GateHouse, Gannett merge as the newspaper industry’s consolidation escalates

The consolidation of the newspaper industry accelerated with the pending merger of GateHouse and Gannett.

This deal, when completed within four to six months, will lead to a massive reduction in management and administrative personnel of the combined companies. The goal is to cut $275 million to $300 million in costs within two years.

There will likely be further consolidation of printing operations and more sales of printing presses and newspaper buildings. The already consolidated editing functions at GateHouse and Gannett could merge, as will the digital operations.

And, yes, impacted newspapers will become even leaner as print revenues decline and the new company expedites its digital transformation. The UMG represents employees at four GateHouse newspapers in Illinois, the Peoria Journal Star, the Pekin Daily Times, the State Journal-Register and the Rockford Register Star.

The good news is this: New Media Investment Group, GateHouse’s parent company, is driving the merger. And New Media seems intent on staying in the business for a while, unlike some of the vulture capitalists entering this struggling industry.

So there’s that.

The United Media Guild has tracked New Media and GateHouse quite closely over the years.
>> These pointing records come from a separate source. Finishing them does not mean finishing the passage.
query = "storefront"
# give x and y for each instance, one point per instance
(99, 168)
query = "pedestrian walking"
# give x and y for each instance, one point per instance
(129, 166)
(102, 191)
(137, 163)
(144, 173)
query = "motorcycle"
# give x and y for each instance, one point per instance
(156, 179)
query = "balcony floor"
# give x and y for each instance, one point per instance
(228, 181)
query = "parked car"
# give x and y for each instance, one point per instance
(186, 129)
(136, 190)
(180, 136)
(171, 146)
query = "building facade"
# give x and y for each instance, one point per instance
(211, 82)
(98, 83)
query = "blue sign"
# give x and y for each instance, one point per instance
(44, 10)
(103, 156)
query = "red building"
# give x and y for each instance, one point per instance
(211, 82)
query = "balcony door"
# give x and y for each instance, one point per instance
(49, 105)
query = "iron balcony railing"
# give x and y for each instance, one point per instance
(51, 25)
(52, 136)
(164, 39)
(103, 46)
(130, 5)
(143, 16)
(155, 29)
GateHouse operates UMG-represented newspapers in Peoria, Pekin, Springfield and Rockford.

After GateHouse Media went bankrupt in the face of $1 billion in debt, Fortress Investment Group relaunched it as part of the larger New Media company — a new Permanent Capital Vehicle it guided as external manager. Fortress has collected huge management fees and incentives along the way, including more than $20 million in 2018 alone.

Previously Fortress co-CEO Wes Edens was chairman of the New Media board. UMG’s successful shareholder proposal — and the investor outreach that came with it — triggered a vote of no-confidence for Edens and other New Media board members.
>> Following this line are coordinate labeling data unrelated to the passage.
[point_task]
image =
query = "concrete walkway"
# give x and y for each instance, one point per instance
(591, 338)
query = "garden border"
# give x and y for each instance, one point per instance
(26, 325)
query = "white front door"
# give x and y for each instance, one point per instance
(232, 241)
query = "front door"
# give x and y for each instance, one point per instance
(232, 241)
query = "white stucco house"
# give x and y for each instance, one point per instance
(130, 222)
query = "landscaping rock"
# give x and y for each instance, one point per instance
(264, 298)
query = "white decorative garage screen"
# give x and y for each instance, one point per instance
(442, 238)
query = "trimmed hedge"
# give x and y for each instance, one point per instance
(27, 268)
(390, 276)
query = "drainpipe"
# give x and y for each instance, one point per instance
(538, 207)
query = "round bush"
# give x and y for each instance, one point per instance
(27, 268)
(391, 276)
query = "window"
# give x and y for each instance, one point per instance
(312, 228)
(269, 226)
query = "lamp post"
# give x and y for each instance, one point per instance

Reed replaced Edens as chairman, addressing UMG’s concerns that the board was more interested in serving the interests of Fortress than New Media.

This investor outreach and the threat of a corporate campaign by The NewsGuild against New Media led to joint bargaining for TNG locals, a global economic agreement, the end of a years-long wage freeze at GateHouse newspapers and a more constructive labor/management environment overall.
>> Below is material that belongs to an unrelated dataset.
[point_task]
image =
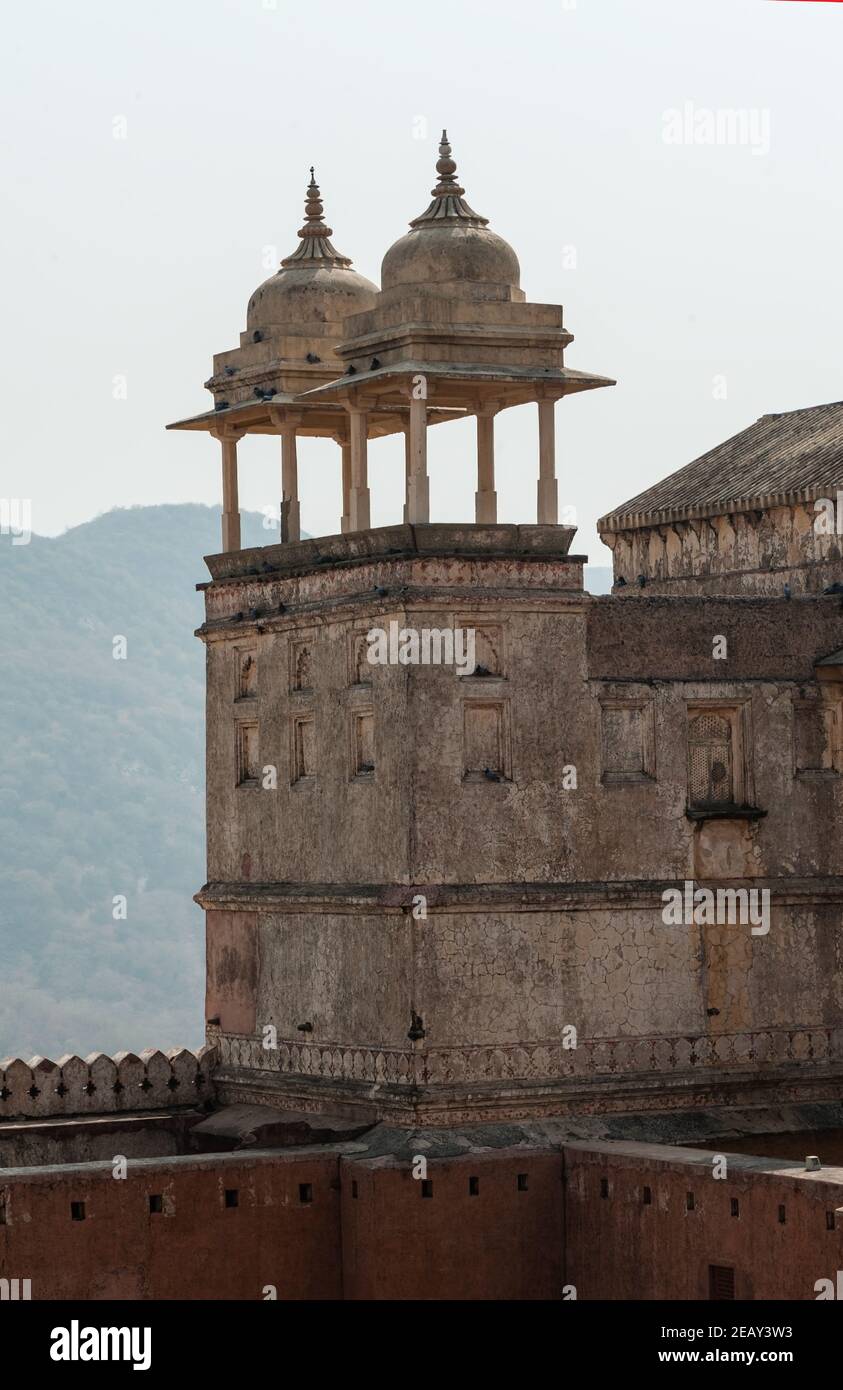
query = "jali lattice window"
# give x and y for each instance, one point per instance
(711, 761)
As part of this merger with Gannett, Fortress will be phased out as external manager. Apollo Global Management will finance the merger instead.

But the business model will look the same to our members in Illinois. The new Gannett will maximize cash flow to pay down the debt, pay hefty dividends to investors and reinvest in the business.

New Media CEO and board chairman Mike Reed will be CEO and board chairman of the new company. Both the New Media and GateHouse names will go away and the new company will operate as Gannett.

The new operating subsidiary will be run by Paul Bascobert, the newly selected CEO of Gannett. Gannett Chief Financial Officer Alison Engel will be CFO of the new company.

New Media will get five members on the expanded board and Gannett will get three.

Reed approached Gannett about merging while Gannett was fighting off a hostile takeover bid from the vultures from Alden/Digital First Media. During a conference call for investors, Gannett board chairman J. Jeffry Louis said the merger was “not a pressing need” but noted that Gannett had been willing to listen to offers.

Louis said New Media was a good cultural fit and had credible financing, so negotiations gained traction. Gannett continued its CEO search while in discussions with Reed. Louis called the merger “a wonderful aligning of the stars for us” and praised Bascobert’s potential as the CEO of the new operating company.

Corporate headquarters will be in McLean, Va., but it sounds like Reed could still operate out of suburban Rochester.

Once this juggernaut starts rolling, it would not be surprising to see the new Gannett look to purchase other chains. A dissident Lee Enterprises shareholder approached Reed about making a bid for the Post-Dispatch’s parent company, Lee Enterprises, but Reed noted the Lee wasn’t for sale and that he doesn’t do hostile takeovers.

But if another vulture capitalist comes after Lee, Reed and Co. could offer a friendlier alternative. And the consolidation would continue.